+0

# Not really a math question, more physics, but I'm lost so if someone here could help me out I'd really appreciate it!

0
199
3

Not really a math question, more physics, but I'm lost so if someone here could help me out I'd really appreciate it, it's 00:40 and I'm panicking because I don't understand them oof! It's about the lensformula.

a. An arrow of 2cm length stands about 6cm away from a convex lens (f = 2cm). How long is the image of the arrow?

[  ] A 1 cm  [  ] D 4 cm

[  ] B 2 cm  [  ] E 6 cm

[  ] C 3 cm

b. A windmill on an lcd-screen of a beamer is 3 cm high. On the projectionscreen the windmill is 90 cm high. The lens has a strength of 10 dpt.
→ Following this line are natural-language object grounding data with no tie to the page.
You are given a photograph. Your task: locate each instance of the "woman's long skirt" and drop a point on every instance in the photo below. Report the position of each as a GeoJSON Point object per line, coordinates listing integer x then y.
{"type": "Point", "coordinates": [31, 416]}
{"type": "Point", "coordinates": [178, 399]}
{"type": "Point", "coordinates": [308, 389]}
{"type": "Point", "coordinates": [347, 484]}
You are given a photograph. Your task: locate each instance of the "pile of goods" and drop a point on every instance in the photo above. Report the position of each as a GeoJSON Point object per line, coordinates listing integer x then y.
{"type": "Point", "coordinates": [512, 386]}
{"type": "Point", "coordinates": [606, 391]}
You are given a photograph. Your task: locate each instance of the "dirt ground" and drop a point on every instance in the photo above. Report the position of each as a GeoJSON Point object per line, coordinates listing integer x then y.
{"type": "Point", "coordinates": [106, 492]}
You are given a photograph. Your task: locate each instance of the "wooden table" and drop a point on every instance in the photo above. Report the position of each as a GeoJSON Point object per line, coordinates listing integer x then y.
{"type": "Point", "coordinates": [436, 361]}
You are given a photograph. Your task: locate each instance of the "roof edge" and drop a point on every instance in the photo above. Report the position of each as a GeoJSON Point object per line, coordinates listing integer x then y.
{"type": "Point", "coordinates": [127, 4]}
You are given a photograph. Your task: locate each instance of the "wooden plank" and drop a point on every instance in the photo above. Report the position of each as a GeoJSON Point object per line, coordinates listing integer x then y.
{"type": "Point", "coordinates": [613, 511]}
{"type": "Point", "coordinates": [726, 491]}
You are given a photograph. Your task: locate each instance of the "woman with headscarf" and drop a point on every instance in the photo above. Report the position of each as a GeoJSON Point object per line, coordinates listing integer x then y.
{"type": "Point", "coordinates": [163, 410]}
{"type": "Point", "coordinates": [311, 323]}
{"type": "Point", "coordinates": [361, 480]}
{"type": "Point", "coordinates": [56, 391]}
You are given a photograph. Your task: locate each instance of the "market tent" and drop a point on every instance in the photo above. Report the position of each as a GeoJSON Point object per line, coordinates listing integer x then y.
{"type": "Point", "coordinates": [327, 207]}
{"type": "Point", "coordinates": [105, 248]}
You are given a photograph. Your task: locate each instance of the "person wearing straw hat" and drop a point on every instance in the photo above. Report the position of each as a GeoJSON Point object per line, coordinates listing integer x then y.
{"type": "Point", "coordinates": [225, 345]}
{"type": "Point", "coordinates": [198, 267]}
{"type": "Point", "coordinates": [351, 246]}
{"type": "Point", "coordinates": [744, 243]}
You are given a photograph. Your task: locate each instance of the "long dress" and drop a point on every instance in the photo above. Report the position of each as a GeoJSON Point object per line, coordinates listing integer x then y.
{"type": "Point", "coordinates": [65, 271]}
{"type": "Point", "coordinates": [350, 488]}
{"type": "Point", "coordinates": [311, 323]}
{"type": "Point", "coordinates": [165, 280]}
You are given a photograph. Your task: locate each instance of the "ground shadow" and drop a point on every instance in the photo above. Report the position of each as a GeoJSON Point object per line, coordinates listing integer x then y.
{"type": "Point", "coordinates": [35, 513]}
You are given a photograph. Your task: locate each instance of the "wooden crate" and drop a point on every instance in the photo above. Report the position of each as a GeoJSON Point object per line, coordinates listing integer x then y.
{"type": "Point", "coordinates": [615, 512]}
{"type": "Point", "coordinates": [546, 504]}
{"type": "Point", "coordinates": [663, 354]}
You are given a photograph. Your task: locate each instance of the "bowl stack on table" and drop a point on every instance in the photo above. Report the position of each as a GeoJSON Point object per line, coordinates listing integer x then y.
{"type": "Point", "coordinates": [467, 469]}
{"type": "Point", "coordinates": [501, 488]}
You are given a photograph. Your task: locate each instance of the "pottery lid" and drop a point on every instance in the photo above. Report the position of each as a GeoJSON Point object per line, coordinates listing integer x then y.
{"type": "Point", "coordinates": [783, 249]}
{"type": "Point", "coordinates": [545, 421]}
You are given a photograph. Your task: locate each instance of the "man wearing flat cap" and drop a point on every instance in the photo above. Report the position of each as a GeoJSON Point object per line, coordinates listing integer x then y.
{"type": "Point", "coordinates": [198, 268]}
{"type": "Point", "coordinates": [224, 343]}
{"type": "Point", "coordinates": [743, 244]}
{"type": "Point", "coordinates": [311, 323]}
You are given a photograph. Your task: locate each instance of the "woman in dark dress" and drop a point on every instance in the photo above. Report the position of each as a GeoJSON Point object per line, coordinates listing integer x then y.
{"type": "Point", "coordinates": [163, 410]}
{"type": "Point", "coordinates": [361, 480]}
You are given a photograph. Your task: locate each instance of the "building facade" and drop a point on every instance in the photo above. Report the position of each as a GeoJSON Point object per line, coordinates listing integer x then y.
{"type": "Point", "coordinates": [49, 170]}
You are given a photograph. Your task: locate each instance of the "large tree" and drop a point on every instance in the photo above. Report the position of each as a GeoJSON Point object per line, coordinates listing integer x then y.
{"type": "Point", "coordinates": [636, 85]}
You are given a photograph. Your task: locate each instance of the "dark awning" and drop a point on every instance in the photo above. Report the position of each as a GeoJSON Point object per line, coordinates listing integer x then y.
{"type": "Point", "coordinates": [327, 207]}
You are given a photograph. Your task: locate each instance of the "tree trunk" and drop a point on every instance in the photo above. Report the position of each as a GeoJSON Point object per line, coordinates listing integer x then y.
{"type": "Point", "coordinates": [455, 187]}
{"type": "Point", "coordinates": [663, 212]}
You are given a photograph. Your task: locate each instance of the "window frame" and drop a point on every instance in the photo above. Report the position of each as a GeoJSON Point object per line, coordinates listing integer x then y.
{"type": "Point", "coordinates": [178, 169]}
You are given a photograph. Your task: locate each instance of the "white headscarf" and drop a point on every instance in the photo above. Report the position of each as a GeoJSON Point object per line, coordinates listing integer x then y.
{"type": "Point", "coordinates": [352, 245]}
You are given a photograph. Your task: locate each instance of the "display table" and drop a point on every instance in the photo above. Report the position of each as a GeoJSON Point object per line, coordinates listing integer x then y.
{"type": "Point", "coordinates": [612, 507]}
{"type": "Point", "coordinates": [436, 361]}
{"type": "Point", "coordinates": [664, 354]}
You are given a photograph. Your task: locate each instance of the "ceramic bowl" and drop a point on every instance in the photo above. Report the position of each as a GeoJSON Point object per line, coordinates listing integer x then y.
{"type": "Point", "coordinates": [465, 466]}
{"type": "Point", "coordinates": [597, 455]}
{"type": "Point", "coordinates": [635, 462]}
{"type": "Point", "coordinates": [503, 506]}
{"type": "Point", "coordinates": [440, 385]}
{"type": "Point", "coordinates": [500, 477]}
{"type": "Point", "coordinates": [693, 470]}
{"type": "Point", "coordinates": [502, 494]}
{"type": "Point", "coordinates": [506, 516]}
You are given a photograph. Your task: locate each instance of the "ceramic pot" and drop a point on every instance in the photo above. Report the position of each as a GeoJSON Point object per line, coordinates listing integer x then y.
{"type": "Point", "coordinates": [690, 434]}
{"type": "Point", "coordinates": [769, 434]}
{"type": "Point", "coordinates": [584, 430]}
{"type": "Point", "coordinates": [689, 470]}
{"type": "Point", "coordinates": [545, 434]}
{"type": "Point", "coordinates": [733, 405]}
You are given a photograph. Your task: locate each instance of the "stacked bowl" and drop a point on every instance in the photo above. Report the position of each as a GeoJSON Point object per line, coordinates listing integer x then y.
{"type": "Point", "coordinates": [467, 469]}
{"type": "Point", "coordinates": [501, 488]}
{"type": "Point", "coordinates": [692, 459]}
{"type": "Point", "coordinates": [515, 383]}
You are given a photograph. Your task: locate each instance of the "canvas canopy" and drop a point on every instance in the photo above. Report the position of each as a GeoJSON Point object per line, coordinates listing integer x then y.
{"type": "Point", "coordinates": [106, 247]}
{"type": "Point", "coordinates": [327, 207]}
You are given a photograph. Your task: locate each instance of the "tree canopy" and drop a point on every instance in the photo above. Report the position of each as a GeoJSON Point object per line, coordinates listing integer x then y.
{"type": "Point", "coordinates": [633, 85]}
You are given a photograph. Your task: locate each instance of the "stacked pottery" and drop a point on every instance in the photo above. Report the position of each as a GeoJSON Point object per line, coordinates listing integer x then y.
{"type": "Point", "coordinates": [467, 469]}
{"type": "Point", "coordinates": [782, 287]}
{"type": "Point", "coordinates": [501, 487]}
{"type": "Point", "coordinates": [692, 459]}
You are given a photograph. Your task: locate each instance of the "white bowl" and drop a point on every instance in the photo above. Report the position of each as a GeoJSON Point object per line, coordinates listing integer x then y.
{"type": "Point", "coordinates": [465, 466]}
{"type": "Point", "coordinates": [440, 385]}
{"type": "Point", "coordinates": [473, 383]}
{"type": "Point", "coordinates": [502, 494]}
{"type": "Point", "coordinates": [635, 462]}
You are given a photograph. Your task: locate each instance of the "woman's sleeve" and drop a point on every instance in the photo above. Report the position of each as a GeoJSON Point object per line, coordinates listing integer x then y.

What's the distance from the lens to the lcd-screen

[  ] A 0,103 cm  [  ] C 10,0 cm

[  ] B 5,15 cm    [  ] D 10,3 cm

Dec 17, 2018

#1
+770
+1

a)

Height of arrow = 2cm

Distance from lense = 6cm

Focal length = 2cm

Formula: 1/f = 1/v +1/u               Note: f = focal length, v = image of arrow's distance from lens, u = object's distance from lens

notice that the values are inverted because they are on the opposite side of the lens (opposite side of the arrow)

-1/2 = -1/6 +1/v

1/v = -1/2 + 1/6, which simplifies into 1/v = -1/3

v = -3 cm

This means that the height of the image is upside down, but it is still 3 cm.

(If you know physics, the virtual image behind the convex lens turns upside down if the object is behind the focal point of the convex lens.)

Height of image/Height of object = -v /u = 3/6 = 1/2

Height of image / 2 = 1/2                                Note: height of image (virtual reflection) of arrow = h

Multiply by 2 on both sides to get \(\boxed{h = 1cm}\).

The answer to a) is \(\boxed{A}\).

Hope this helps,

- Partial Physician (Partial Mathematician)

Dec 18, 2018
edited by PartialMathematician  Dec 18, 2018
#2
+770
+1

For b), try to follow along with what I did in a). Use the variable "v" to represent the "virtual image's distance from the convex lens".

I'll give you the starting variables.

Height of windmill = 3cm = height of object

Height of virtual image = 90 cm = h

Lens strength = 10 dpt = focal length 10 cm

- Partial Physician/Mathematician

PartialMathematician  Dec 18, 2018
#3
0

Height of windmill = 3cm = height of object

Height of virtual image = 90 cm = h

Lens strength = 10 dpt = focal length 10 cm

Formula: 1/f = 1/v +1/u

1/10 = 1/3 + 1/u

1/u = 1/f - 1/u

1/u = 1/10 - 1/3

1/u = -0,2333 or - 7/30

-v /u = - 7/30 / 1/3 = -0,1

so it'd be C then?

Guest Dec 23, 2018